Maling Timpuh

TRANSINDONESIA.CO – Ungkapan maling timpuh sudah lama tidak terdengar dan jarang digunakan. Makna dari maling timpuh secara umum dapat diartikan, “pencurinya adalah orang terhormat, berpangkat, berjas, berdasi tetapi menghisap uang rakyat”.

Tanpa malu tanpa ragu memamerkan hisapannya dan menjadikan bagian dari pola dan cara kerjanya. Membangga-banggakan kehormatan walau tidak mampu menunjukkan keutamaanya dan tidak lagi memahami apa arti mencuri dan memberi.

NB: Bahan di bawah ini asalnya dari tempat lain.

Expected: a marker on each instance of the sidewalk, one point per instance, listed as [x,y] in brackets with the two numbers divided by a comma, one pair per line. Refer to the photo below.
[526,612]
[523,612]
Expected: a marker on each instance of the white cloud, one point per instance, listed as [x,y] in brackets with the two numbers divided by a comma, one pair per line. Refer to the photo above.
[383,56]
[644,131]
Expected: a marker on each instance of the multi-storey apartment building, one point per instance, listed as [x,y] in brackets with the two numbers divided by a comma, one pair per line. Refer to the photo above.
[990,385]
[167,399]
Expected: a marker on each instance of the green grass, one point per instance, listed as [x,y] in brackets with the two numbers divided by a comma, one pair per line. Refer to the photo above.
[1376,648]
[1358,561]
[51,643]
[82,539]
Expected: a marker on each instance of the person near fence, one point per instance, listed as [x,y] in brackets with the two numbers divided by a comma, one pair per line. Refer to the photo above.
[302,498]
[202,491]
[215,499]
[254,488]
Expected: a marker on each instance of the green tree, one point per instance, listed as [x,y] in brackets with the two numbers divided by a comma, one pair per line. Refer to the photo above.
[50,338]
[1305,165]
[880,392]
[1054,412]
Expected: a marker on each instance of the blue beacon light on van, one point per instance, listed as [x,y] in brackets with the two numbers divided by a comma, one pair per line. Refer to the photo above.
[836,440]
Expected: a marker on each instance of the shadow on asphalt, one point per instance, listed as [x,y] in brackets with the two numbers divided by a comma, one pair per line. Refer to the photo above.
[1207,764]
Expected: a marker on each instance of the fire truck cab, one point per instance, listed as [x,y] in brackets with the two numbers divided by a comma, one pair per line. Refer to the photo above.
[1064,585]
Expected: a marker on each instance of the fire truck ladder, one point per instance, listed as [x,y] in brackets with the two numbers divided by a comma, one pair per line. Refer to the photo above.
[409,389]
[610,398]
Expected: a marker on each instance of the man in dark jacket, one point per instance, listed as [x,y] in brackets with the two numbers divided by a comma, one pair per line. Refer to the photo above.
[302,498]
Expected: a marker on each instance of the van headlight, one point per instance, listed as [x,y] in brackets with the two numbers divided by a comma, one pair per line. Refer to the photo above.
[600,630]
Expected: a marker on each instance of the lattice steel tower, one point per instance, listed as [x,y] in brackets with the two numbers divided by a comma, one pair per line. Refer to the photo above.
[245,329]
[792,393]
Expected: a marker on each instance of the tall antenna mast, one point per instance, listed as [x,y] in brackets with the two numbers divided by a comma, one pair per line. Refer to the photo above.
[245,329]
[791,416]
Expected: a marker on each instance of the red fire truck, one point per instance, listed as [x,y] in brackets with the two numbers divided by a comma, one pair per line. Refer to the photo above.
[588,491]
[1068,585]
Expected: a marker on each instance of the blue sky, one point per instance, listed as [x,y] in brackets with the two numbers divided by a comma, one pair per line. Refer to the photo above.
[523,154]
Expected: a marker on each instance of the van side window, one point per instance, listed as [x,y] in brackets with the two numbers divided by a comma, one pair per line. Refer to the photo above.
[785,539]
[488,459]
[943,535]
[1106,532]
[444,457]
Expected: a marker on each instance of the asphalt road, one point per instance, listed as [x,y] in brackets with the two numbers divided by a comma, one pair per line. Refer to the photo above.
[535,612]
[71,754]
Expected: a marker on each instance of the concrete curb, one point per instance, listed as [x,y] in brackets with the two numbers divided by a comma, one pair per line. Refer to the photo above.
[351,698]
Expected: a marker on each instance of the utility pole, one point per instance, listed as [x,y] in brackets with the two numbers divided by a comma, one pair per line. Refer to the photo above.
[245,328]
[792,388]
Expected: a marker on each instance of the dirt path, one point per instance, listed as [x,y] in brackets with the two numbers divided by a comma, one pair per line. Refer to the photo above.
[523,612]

Pendidikan, pangkat, jabatan, penampilan, kekuasaan, bukanlah jaminan orang yang memegang teguh kehormatanya. Memanfaatkan kewenanganya menukar kesempatan dengan berbagai keuntungan.

Ilustrasi
Ilustrasi

Apa yang dicurinya semestinya dijaga, diberdayakan dan didistribusikan kepada rakyatnya. Sayang seribu sayang, kalau tukang kemplang diberi kepercayaan, semua akan dikempang dan dijadikan uang. Tidak lagi ia peduli dengan kesengsaraan, penderitaan dan kemanusiaan.

Kebaikan yang ditunjukkan hanyalah obat koreng dan bopeng yang sesaat saja. Tidak sesuai dengan kanker yang dibuatnya. Kerusakan panjang dihancurkan demi kenikmatan dan kesenangan segelintir uang. Kepura-puraan, kemunafikan, keterpurukan tak lagi dipikirkan. Semua itu diabaikan demi kesenangan dalam perebutan kekuasaan.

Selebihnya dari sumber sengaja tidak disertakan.